Der Mensch neigt dazu, sich mitzuteilen. Manche sind allerdings skeptisch, ob die Stimmbänder reichen. Dann werden rumorende Befindlichkeiten noch textil verkündet, am liebsten auf dem Leibchen. Walpurgisnacht und 1. Mai sind da wunderbare Gelegenheiten, vielen Menschen eine persönliche Botschaft nahezubringen. Und der Drang nimmt offenbar zu. Es lohnt sich, mal mitzuschreiben.

„Respektlos Scheisse und Jung“ verkündet in der Walpurgisnacht das T-Shirt eines Alt-Punks auf dem Boxhagener Platz. Nun gut, nicht jede Message muss bis zum letzten Wort der Wahrheit entsprechen. Hochaktuell hingegen wirkt der Spruch auf dem Rücken eines leicht schwankenden Glatzkopfs mit Bierflasche: „Wenn ich sterbe, dann besoffen“. Ein anderer Punk begnügt sich mit „Lowest of the low“. Vehementen Widerspruch provoziert das nicht.

Hoffest der NPD am Mittag des 1. Mai. Skinheads und andere Menschen mit Haarmangel stehen und sitzen dicht gedrängt in der Parteizentrale in Köpenick. Ein wuchtiger Kurzgeschorener ist in einem Kameradenknäuel so eingeklemmt, dass sich ein halbes Gedicht von seinem Schwarzshirt-Rücken abschreiben lässt. „Ich steck’ noch tief im Heidentum / und glaube nicht an Zebaoth! / Mein Zion ist Walhalla, das Hehre / und Wotan ist mein Herr und Gott!“ Plötzlich dreht sich der Schrank zur Seite. Schade. Irgendwas war doch noch mit Sonne und Finsternis. Wotan wird’s wissen.

Die anderen Botschaften sind nazitypisch unoriginell. „Keine Gnade“, das glaubt man sofort, oder das unvermeidliche „Todesstrafe für Kinderschänder“. Bloß weg hier.

Dann der Abend des 1. Mai in Kreuzberg. Hier treffen sich so viele Extrovertierte mit beschrifteten T-Shirts, dass fast eine Art Sammelpredigt zusammenkommt. Da wäre „rot denken – grün wählen – schwarz arbeiten“ auf dem Bauch eines standhaften Rebellen Anfang 30. Ein Hausbesetzer-Typ droht „Köpi bleibt oder Knut stirbt“. Hat sich aber erledigt: Die Bewohner des Hausprojekts in der Köpenicker Straße haben seit einem Jahr Mietverträge, der Eisbär tappt längst wieder unbeschwert durchs Gehege.

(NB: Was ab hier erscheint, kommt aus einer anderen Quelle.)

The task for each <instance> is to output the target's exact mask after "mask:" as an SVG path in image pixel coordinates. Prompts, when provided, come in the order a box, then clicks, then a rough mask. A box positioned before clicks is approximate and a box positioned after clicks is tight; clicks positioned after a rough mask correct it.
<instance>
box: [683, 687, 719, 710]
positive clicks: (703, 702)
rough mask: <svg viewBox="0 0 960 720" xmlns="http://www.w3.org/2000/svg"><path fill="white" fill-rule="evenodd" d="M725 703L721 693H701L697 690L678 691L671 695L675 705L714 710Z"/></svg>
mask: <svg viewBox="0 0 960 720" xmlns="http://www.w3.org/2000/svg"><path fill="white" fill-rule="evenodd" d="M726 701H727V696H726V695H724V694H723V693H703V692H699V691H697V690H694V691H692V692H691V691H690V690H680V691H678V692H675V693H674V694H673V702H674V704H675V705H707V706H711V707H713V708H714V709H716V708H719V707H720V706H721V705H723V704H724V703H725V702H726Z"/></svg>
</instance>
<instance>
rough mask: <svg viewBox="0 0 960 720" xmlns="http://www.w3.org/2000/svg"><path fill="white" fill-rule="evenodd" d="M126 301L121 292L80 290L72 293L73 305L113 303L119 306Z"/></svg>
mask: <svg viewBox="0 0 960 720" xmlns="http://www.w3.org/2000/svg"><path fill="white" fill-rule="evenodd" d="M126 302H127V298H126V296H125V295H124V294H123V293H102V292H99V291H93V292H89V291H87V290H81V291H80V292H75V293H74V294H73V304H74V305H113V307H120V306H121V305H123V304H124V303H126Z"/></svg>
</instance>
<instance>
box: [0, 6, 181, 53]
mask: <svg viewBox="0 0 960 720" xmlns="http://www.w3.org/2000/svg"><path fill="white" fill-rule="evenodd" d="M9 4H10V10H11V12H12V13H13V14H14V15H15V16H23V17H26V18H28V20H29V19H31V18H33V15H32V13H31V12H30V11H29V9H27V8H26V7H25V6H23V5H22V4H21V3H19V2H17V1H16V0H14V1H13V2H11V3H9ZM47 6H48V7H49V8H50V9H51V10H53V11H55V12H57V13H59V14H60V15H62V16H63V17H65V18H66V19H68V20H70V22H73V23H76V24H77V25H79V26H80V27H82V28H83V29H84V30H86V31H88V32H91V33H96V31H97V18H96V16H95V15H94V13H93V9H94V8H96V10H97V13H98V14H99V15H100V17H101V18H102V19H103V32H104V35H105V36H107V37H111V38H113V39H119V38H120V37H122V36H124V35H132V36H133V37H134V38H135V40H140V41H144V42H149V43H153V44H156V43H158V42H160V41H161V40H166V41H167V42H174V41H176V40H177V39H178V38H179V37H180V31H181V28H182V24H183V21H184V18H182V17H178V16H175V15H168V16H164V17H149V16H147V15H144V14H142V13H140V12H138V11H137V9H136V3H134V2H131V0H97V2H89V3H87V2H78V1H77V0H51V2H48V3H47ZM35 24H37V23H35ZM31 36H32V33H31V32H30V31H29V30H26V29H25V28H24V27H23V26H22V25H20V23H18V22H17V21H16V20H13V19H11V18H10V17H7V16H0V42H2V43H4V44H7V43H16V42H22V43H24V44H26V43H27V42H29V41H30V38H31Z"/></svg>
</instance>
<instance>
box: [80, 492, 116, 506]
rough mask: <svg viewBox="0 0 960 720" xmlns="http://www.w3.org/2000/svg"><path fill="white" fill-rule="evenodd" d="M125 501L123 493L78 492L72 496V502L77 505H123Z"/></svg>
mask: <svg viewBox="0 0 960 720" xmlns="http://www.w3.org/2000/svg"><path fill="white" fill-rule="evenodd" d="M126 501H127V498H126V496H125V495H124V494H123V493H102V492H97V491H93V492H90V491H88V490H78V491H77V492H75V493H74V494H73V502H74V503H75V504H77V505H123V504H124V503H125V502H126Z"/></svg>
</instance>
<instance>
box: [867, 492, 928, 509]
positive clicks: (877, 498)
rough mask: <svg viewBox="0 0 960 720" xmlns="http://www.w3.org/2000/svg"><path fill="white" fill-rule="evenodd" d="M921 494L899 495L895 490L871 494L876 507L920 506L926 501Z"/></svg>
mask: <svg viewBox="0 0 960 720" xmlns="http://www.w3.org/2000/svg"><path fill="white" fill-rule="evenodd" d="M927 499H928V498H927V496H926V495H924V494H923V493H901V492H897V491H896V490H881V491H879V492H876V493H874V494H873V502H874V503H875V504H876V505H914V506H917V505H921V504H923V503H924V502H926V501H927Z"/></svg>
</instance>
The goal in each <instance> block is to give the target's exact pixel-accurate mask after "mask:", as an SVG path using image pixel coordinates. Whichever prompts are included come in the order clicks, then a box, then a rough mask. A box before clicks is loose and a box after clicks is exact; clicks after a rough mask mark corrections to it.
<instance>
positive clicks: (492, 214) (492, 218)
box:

Nachdenklich macht ein mutmaßlicher Student, der auf schwarzer Baumwolle sinniert: „Der Kapitalismus hat auch seine Schattenseiten“. Wahrscheinlich ist das ein Aufruf zur Bildung eines Gesprächszirkels, der akribisch das Helle und das Dunkle der gegenwärtigen Wirtschaftsform zu unterscheiden sucht. Da könnte interessant sein, was der Mann beim nächsten Maifeiertag trägt. Weniger zweifelnd argumentiert ein Schwarzkappenlinker mit der Shirt-Parole: „Kapitalismus war als Kind schon Scheiße“. Wie wird das erst, wenn der Kapitalismus in die Jahre kommt?